Fincen Regulations in Costa Rica: What US Taxpayers Need to Know
Introduction
As Costa Rica continues to develop its economy, many US taxpayers have made investments in the country’s infrastructure. However, this has also raised concerns about Foreign Bank and Financial Account (FBAR) reporting requirements for US persons with accounts overseas.
Which Accounts are Reportable?
US taxpayers with accounts in Costa Rica must report their financial information if the aggregate total of all accounts exceeds $10,000. This includes:
- U.S. Citizens: Those who hold a U.S. passport or meet other citizenship eligibility criteria.
- Lawful Permanent Residents: Individuals who have obtained permanent resident status in the United States and hold a Green Card.
- Foreign Nationals who meet the Substantial Presence Test: Those who are not U.S. citizens or lawful permanent residents but have spent significant time in the United States.
Reporting Basics
The FBAR reporting deadline is April 15, but it’s automatically extended to October. US taxpayers must report their financial information from all accounts in Costa Rica, including:
- Term deposits and fixed deposit accounts: These are time deposits that offer a fixed interest rate for a specified period.

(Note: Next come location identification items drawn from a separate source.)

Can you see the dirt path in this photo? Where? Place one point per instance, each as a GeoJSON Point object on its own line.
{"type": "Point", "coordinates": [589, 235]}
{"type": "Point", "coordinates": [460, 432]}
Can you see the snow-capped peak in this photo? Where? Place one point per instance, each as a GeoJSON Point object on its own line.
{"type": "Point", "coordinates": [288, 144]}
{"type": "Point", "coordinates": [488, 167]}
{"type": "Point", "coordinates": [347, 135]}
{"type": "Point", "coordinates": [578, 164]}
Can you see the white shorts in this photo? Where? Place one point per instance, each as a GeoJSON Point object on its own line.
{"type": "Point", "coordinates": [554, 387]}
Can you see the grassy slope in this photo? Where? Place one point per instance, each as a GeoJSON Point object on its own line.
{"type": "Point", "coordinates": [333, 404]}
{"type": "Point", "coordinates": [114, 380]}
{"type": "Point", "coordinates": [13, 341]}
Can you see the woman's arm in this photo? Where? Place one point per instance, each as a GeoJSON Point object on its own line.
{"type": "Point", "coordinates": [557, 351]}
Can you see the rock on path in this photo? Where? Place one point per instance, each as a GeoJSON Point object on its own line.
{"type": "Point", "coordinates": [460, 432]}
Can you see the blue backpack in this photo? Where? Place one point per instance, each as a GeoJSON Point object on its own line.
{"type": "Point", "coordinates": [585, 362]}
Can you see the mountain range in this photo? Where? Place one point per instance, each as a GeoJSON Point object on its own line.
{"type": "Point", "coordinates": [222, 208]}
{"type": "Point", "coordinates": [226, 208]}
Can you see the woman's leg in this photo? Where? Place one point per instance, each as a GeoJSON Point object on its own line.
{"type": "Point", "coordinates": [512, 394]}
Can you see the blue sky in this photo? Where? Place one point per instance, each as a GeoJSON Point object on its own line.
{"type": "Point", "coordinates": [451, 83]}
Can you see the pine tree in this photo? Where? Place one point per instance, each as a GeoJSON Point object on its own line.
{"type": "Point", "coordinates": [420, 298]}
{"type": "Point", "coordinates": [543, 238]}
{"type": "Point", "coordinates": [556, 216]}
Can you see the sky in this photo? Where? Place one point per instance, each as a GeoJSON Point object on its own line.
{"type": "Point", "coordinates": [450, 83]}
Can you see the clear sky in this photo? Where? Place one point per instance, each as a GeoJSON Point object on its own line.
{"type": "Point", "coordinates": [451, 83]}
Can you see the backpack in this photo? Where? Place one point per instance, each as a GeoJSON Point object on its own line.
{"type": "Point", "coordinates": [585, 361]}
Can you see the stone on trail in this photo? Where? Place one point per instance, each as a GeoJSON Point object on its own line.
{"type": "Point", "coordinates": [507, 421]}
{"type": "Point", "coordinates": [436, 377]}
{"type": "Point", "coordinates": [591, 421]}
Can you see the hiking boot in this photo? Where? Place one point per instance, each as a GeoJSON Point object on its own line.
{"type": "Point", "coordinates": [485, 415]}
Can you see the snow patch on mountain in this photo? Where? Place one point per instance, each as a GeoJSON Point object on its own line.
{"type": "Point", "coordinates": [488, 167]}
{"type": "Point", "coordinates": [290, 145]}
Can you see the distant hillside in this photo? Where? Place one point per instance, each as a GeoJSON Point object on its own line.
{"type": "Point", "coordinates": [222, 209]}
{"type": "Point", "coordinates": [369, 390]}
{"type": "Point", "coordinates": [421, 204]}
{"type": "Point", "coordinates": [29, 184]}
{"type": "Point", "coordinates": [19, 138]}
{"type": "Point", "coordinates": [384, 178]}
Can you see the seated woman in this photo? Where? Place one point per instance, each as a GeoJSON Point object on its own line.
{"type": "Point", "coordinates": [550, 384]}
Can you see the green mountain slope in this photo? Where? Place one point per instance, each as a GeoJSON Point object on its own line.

- Certificates of Deposit (CDs): Time deposits offered by banks with a fixed interest rate and maturity date.
- Stock investment accounts: Accounts that hold shares of stock in companies listed on a stock exchange.
- Mutual Funds, ETFs, and SICAVs: Investment vehicles that pool money from multiple investors to invest in a diversified portfolio.

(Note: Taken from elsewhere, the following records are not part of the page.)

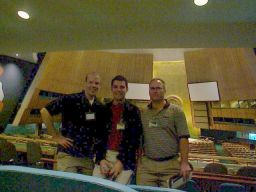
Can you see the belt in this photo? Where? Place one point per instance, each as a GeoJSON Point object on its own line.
{"type": "Point", "coordinates": [163, 158]}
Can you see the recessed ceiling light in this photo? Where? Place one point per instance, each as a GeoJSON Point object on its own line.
{"type": "Point", "coordinates": [23, 14]}
{"type": "Point", "coordinates": [200, 2]}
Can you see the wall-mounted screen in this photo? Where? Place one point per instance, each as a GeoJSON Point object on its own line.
{"type": "Point", "coordinates": [252, 136]}
{"type": "Point", "coordinates": [206, 91]}
{"type": "Point", "coordinates": [138, 91]}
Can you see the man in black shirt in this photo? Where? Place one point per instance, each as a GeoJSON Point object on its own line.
{"type": "Point", "coordinates": [82, 124]}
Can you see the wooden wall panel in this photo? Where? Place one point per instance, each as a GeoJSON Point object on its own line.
{"type": "Point", "coordinates": [234, 70]}
{"type": "Point", "coordinates": [64, 72]}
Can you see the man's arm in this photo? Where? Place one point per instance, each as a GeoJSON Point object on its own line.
{"type": "Point", "coordinates": [184, 148]}
{"type": "Point", "coordinates": [48, 121]}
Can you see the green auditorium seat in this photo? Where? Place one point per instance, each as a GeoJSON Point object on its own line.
{"type": "Point", "coordinates": [247, 171]}
{"type": "Point", "coordinates": [231, 187]}
{"type": "Point", "coordinates": [26, 179]}
{"type": "Point", "coordinates": [142, 188]}
{"type": "Point", "coordinates": [8, 154]}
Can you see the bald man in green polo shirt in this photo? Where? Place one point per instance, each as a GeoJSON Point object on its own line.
{"type": "Point", "coordinates": [165, 136]}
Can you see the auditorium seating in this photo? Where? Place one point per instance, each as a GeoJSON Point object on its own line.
{"type": "Point", "coordinates": [247, 171]}
{"type": "Point", "coordinates": [216, 168]}
{"type": "Point", "coordinates": [231, 187]}
{"type": "Point", "coordinates": [202, 146]}
{"type": "Point", "coordinates": [142, 188]}
{"type": "Point", "coordinates": [25, 179]}
{"type": "Point", "coordinates": [239, 150]}
{"type": "Point", "coordinates": [8, 154]}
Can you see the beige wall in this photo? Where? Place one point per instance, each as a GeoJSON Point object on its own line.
{"type": "Point", "coordinates": [174, 74]}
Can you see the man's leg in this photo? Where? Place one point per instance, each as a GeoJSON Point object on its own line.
{"type": "Point", "coordinates": [97, 173]}
{"type": "Point", "coordinates": [65, 162]}
{"type": "Point", "coordinates": [168, 169]}
{"type": "Point", "coordinates": [124, 177]}
{"type": "Point", "coordinates": [85, 165]}
{"type": "Point", "coordinates": [146, 173]}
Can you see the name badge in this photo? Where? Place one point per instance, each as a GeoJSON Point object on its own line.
{"type": "Point", "coordinates": [90, 116]}
{"type": "Point", "coordinates": [120, 126]}
{"type": "Point", "coordinates": [152, 124]}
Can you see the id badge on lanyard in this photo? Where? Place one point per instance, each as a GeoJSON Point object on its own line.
{"type": "Point", "coordinates": [120, 125]}
{"type": "Point", "coordinates": [89, 116]}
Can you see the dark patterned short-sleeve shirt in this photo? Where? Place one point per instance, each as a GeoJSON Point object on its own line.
{"type": "Point", "coordinates": [73, 108]}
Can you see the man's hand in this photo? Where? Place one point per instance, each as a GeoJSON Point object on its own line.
{"type": "Point", "coordinates": [116, 169]}
{"type": "Point", "coordinates": [185, 170]}
{"type": "Point", "coordinates": [105, 167]}
{"type": "Point", "coordinates": [63, 141]}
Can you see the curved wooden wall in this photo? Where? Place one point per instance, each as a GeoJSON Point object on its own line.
{"type": "Point", "coordinates": [64, 72]}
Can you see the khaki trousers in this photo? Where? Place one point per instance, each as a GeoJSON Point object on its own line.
{"type": "Point", "coordinates": [124, 177]}
{"type": "Point", "coordinates": [156, 173]}
{"type": "Point", "coordinates": [68, 163]}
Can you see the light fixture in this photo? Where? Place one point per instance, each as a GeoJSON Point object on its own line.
{"type": "Point", "coordinates": [200, 2]}
{"type": "Point", "coordinates": [23, 14]}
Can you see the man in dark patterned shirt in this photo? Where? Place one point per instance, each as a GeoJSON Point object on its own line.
{"type": "Point", "coordinates": [82, 123]}
{"type": "Point", "coordinates": [117, 160]}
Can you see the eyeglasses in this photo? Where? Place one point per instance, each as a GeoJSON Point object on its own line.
{"type": "Point", "coordinates": [156, 88]}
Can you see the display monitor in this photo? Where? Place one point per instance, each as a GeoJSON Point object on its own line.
{"type": "Point", "coordinates": [204, 91]}
{"type": "Point", "coordinates": [252, 136]}
{"type": "Point", "coordinates": [138, 91]}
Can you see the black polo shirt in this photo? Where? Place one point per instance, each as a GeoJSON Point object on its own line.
{"type": "Point", "coordinates": [73, 108]}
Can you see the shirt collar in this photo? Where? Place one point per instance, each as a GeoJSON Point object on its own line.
{"type": "Point", "coordinates": [166, 105]}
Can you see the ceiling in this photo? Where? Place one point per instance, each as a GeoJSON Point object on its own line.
{"type": "Point", "coordinates": [125, 24]}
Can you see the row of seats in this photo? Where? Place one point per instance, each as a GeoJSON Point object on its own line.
{"type": "Point", "coordinates": [218, 168]}
{"type": "Point", "coordinates": [238, 150]}
{"type": "Point", "coordinates": [8, 154]}
{"type": "Point", "coordinates": [202, 146]}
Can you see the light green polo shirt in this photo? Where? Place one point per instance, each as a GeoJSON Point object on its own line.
{"type": "Point", "coordinates": [162, 130]}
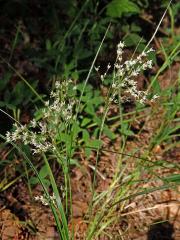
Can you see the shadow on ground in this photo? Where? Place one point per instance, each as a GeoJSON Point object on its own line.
{"type": "Point", "coordinates": [160, 230]}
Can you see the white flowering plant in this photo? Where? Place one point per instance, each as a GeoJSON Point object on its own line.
{"type": "Point", "coordinates": [55, 134]}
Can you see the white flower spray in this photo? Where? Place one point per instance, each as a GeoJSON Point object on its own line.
{"type": "Point", "coordinates": [41, 135]}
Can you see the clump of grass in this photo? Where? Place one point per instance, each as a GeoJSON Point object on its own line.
{"type": "Point", "coordinates": [55, 134]}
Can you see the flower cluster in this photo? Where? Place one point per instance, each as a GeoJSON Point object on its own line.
{"type": "Point", "coordinates": [42, 134]}
{"type": "Point", "coordinates": [44, 200]}
{"type": "Point", "coordinates": [125, 72]}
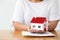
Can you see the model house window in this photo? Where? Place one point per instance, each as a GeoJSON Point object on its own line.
{"type": "Point", "coordinates": [33, 26]}
{"type": "Point", "coordinates": [39, 26]}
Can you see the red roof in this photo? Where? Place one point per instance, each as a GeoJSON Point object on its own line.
{"type": "Point", "coordinates": [38, 20]}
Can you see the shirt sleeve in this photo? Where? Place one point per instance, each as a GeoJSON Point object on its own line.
{"type": "Point", "coordinates": [54, 12]}
{"type": "Point", "coordinates": [18, 12]}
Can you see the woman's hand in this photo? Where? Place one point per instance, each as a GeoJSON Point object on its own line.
{"type": "Point", "coordinates": [34, 30]}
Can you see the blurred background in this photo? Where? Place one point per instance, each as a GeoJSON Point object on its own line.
{"type": "Point", "coordinates": [6, 13]}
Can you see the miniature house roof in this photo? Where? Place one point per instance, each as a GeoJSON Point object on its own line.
{"type": "Point", "coordinates": [38, 20]}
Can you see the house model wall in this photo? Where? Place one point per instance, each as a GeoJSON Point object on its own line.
{"type": "Point", "coordinates": [38, 23]}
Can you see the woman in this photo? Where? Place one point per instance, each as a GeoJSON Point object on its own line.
{"type": "Point", "coordinates": [25, 10]}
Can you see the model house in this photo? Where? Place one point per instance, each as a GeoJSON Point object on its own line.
{"type": "Point", "coordinates": [38, 23]}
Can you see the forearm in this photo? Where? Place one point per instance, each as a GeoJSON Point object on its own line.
{"type": "Point", "coordinates": [52, 25]}
{"type": "Point", "coordinates": [20, 26]}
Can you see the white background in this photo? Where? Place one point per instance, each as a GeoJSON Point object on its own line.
{"type": "Point", "coordinates": [6, 12]}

Largest Banks in Costa Rica
Some of the largest banks in Costa Rica include:
- Banco de Costa Rica (BCR)
- Banco Improsa
- Banco Davivienda (Costa Rica)
- Scotiabank de Costa Rica
- Banco Promerica – Costa Rica
FBAR Amnesty Program Summary
The IRS offers various amnesty programs for taxpayers who are already out of compliance with FBAR reporting requirements. These programs include:
- Voluntary Disclosure Program (VDP or “New” OVDP): A program that allows taxpayers to come into compliance and avoid willful penalties.
- Streamlined Domestic Offshore Procedures: A simplified procedure for taxpayers who have not committed willful tax evasion and have met the requirements of the Streamlined Procedure.
- Streamlined Foreign Offshore Procedures: Similar to the Streamlined Domestic Offshore Procedure, but for taxpayers with foreign income.
- Delinquency Procedures: For taxpayers who are late in filing their FBARs or amended returns.
- Reasonable Cause: A program that allows taxpayers to request relief from penalties if they have a reasonable cause for not filing their FBARs.
Important Note
US taxpayers cannot simply start filing FBAR this year if they have a prior-year reporting requirement. This is considered an FBAR Quiet Disclosure, which can lead to willful penalties and even a criminal investigation by the IRS Special Agents.
If you’re unsure about your FBAR reporting requirements or need assistance with offshore disclosure, consider consulting a qualified tax professional or attorney who specializes in international tax law.